Value of Epsilon Decay Period

google / dopamine

Dopamine is a research framework for fast prototyping of reinforcement learning algorithms.

https://github.com/google/dopamine

Apache License 2.0

10.46k stars 1.37k forks source link

Value of Epsilon Decay Period #201

Open rfali opened 1 year ago

rfali commented 1 year ago

In the TF version of DQN, the value of epsilon_decay_period is set to 1M steps (see here), and for Rainbow, the value is set to 250k steps (see here).

However, the Rainbow paper says they anneal to 4M frames (i.e. 1M steps) for DQN (as done in Dopamine above), and importantly without Noisy Nets (which is the case with TF Rainbow), they anneal in the first 250K frames (and not steps, which would be 62500 steps with standard frame skipping of 4).

Is there a discrepancy here (Rainbow should anneal within 62k steps and not 250k steps), or am I misunderstanding something (or perhaps it really doesn't matter?). Thank you for your time.

Screenshot of page 4 of Rainbow paper

rfali commented 1 year ago

Also, for the JAX Full Rainbow agent (which has Noisy Nets), and when using Noisy Nets, epsilon greedy is disabled (as in paper snippet above, as well as some other implementations like Kaixhin Rainbow here and here). However, I still see the epsilon_train set to 0.01 in JAX Full Rainbow (here) and if Noisy is true, the identity_epsilonfunction is called which just returns the epsilon value (but doesn't uses 0).

psc-g commented 1 year ago

thank you for pointing this out! this has been fixed here: https://github.com/google/dopamine/commit/ed92c57bd547db68d63aabee383d4c55756a6a0f

rfali commented 1 year ago

Thanks! As for

Is there a Is there a discrepancy here (Rainbow should anneal within 62k steps and not 250k steps), or am I misunderstanding something (or perhaps it really doesn't matter?)

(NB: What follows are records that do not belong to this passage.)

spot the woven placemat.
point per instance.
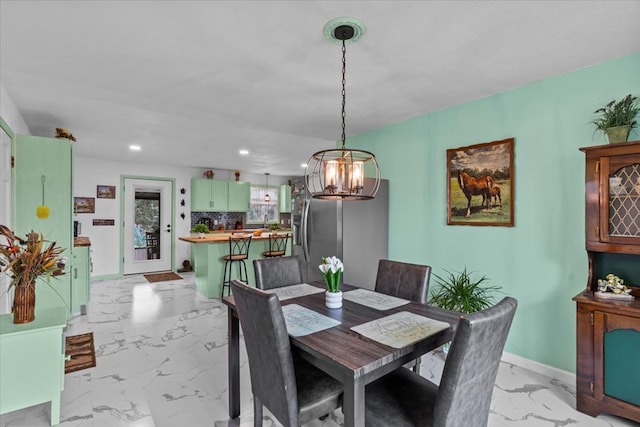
(80, 352)
(162, 277)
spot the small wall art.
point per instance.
(106, 192)
(480, 183)
(84, 205)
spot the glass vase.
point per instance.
(24, 303)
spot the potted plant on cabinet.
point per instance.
(200, 229)
(460, 292)
(617, 118)
(24, 260)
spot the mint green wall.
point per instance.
(541, 260)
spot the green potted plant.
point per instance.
(201, 229)
(458, 291)
(617, 118)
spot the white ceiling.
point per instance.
(193, 82)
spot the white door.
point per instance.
(5, 208)
(148, 225)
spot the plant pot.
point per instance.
(618, 134)
(24, 303)
(333, 299)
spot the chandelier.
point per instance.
(339, 173)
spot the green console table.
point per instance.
(32, 361)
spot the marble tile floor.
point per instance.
(161, 362)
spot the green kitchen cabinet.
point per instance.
(209, 195)
(32, 362)
(80, 279)
(284, 201)
(239, 196)
(43, 175)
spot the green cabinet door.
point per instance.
(32, 362)
(284, 201)
(239, 196)
(80, 279)
(208, 195)
(43, 170)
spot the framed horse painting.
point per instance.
(480, 184)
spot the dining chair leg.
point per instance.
(225, 281)
(416, 366)
(257, 412)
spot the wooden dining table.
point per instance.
(348, 356)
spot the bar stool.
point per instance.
(238, 252)
(277, 245)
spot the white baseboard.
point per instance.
(532, 365)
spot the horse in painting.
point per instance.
(471, 186)
(496, 195)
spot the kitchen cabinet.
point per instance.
(608, 331)
(209, 195)
(284, 199)
(32, 362)
(80, 279)
(42, 174)
(239, 196)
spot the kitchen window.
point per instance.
(261, 212)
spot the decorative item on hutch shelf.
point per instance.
(64, 133)
(338, 173)
(24, 260)
(331, 269)
(612, 287)
(617, 118)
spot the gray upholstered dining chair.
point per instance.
(293, 390)
(277, 272)
(463, 397)
(404, 280)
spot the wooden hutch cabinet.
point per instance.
(608, 331)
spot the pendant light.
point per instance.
(339, 173)
(267, 198)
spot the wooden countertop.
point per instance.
(223, 237)
(81, 241)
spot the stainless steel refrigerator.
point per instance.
(354, 231)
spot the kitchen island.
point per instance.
(208, 265)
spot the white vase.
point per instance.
(333, 299)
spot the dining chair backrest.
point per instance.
(403, 280)
(277, 272)
(471, 367)
(277, 245)
(267, 342)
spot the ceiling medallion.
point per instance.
(339, 173)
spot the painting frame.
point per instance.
(84, 205)
(106, 191)
(477, 177)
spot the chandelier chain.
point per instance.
(344, 92)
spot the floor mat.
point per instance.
(81, 353)
(162, 277)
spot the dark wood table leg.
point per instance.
(233, 355)
(353, 407)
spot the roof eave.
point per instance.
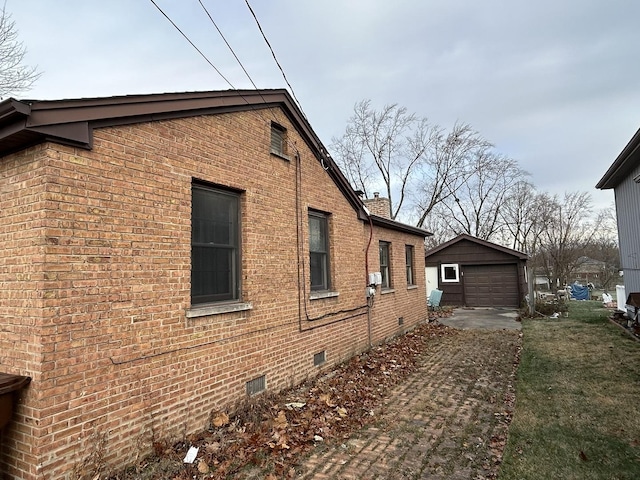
(464, 236)
(622, 164)
(398, 226)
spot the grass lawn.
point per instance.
(577, 413)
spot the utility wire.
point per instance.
(274, 57)
(193, 44)
(225, 41)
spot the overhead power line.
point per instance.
(193, 44)
(229, 46)
(274, 56)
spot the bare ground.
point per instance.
(435, 403)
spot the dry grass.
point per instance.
(577, 410)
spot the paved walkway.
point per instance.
(447, 421)
(483, 318)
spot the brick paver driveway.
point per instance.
(448, 420)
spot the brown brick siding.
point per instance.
(97, 276)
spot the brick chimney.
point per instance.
(378, 205)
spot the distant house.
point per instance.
(164, 256)
(476, 273)
(623, 176)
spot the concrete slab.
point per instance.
(484, 318)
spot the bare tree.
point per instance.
(14, 75)
(604, 247)
(448, 166)
(525, 214)
(383, 148)
(475, 207)
(563, 242)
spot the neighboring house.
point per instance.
(163, 256)
(476, 273)
(623, 176)
(588, 271)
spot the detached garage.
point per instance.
(476, 273)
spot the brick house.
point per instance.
(165, 255)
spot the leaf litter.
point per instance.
(266, 436)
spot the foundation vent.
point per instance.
(256, 385)
(319, 358)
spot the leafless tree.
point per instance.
(604, 247)
(525, 214)
(448, 165)
(15, 77)
(563, 241)
(383, 149)
(476, 206)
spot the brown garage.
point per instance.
(476, 273)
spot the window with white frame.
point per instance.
(450, 272)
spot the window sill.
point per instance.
(217, 309)
(323, 294)
(281, 155)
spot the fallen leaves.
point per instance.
(270, 432)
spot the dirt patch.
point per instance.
(442, 398)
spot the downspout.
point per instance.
(366, 266)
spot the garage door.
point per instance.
(491, 285)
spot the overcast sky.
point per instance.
(553, 84)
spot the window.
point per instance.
(278, 137)
(214, 245)
(385, 269)
(319, 251)
(409, 262)
(450, 272)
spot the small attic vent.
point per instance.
(319, 358)
(256, 385)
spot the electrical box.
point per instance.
(375, 278)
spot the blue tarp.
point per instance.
(580, 292)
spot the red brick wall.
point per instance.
(22, 277)
(104, 286)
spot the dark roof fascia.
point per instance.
(399, 227)
(623, 164)
(464, 236)
(72, 121)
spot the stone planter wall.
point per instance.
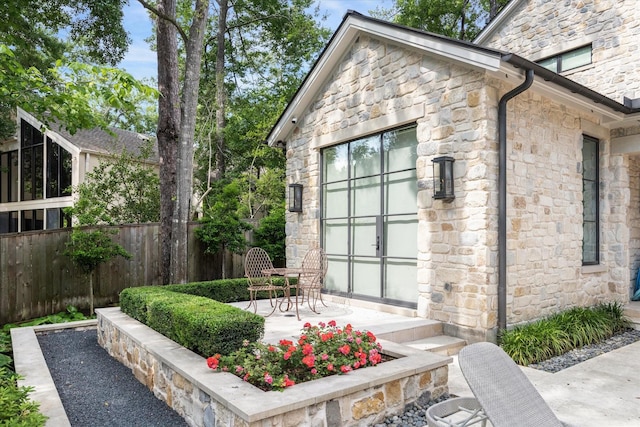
(206, 398)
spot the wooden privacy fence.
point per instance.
(37, 279)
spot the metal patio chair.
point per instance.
(503, 391)
(257, 270)
(311, 278)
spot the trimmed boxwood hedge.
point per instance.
(201, 324)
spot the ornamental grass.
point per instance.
(320, 351)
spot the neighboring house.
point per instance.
(545, 213)
(38, 170)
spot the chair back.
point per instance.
(256, 261)
(314, 268)
(502, 389)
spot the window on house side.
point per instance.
(568, 60)
(590, 198)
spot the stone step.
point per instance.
(440, 344)
(410, 330)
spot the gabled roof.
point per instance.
(501, 64)
(97, 140)
(100, 141)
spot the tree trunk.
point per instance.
(221, 98)
(168, 129)
(184, 164)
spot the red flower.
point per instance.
(310, 361)
(213, 361)
(307, 349)
(267, 378)
(288, 382)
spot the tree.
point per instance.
(89, 249)
(121, 190)
(38, 70)
(222, 229)
(461, 19)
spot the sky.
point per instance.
(140, 61)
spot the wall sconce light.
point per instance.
(443, 178)
(295, 197)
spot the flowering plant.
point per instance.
(320, 351)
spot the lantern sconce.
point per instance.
(295, 197)
(443, 178)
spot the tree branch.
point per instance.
(164, 16)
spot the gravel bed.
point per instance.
(414, 414)
(96, 390)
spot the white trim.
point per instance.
(626, 145)
(377, 125)
(342, 41)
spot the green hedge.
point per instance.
(226, 290)
(200, 324)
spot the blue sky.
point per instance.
(140, 61)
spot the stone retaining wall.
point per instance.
(204, 398)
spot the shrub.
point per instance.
(320, 351)
(15, 407)
(562, 332)
(200, 324)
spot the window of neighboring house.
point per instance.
(32, 219)
(590, 201)
(9, 176)
(56, 218)
(32, 142)
(9, 222)
(568, 60)
(58, 170)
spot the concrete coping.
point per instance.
(29, 362)
(240, 396)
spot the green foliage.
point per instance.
(200, 324)
(221, 226)
(15, 407)
(321, 351)
(226, 290)
(270, 235)
(563, 332)
(460, 19)
(88, 249)
(122, 190)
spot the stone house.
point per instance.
(39, 168)
(539, 118)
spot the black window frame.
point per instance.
(595, 201)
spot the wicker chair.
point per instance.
(256, 266)
(311, 279)
(503, 391)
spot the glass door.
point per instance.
(369, 221)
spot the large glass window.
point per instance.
(9, 177)
(32, 142)
(58, 170)
(568, 60)
(590, 201)
(369, 217)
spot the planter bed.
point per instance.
(182, 379)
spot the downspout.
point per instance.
(502, 198)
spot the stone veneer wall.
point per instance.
(457, 242)
(182, 380)
(542, 28)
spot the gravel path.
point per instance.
(98, 391)
(95, 389)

Should the epsilon_decay_period value for TF Rainbow (which does not use Noisy Nets) be 250k frames as in the Rainbow paper (which makes it 62500 steps with frame_skip=4) or 250k steps (as in current implementation) or perhaps it does not matter)? I have rarely seen a value as low as 62500 steps for epsilon decay, for example RLlib also uses 200k for its DQN variant and epislon greedy exploration is off when using Noisy Nets.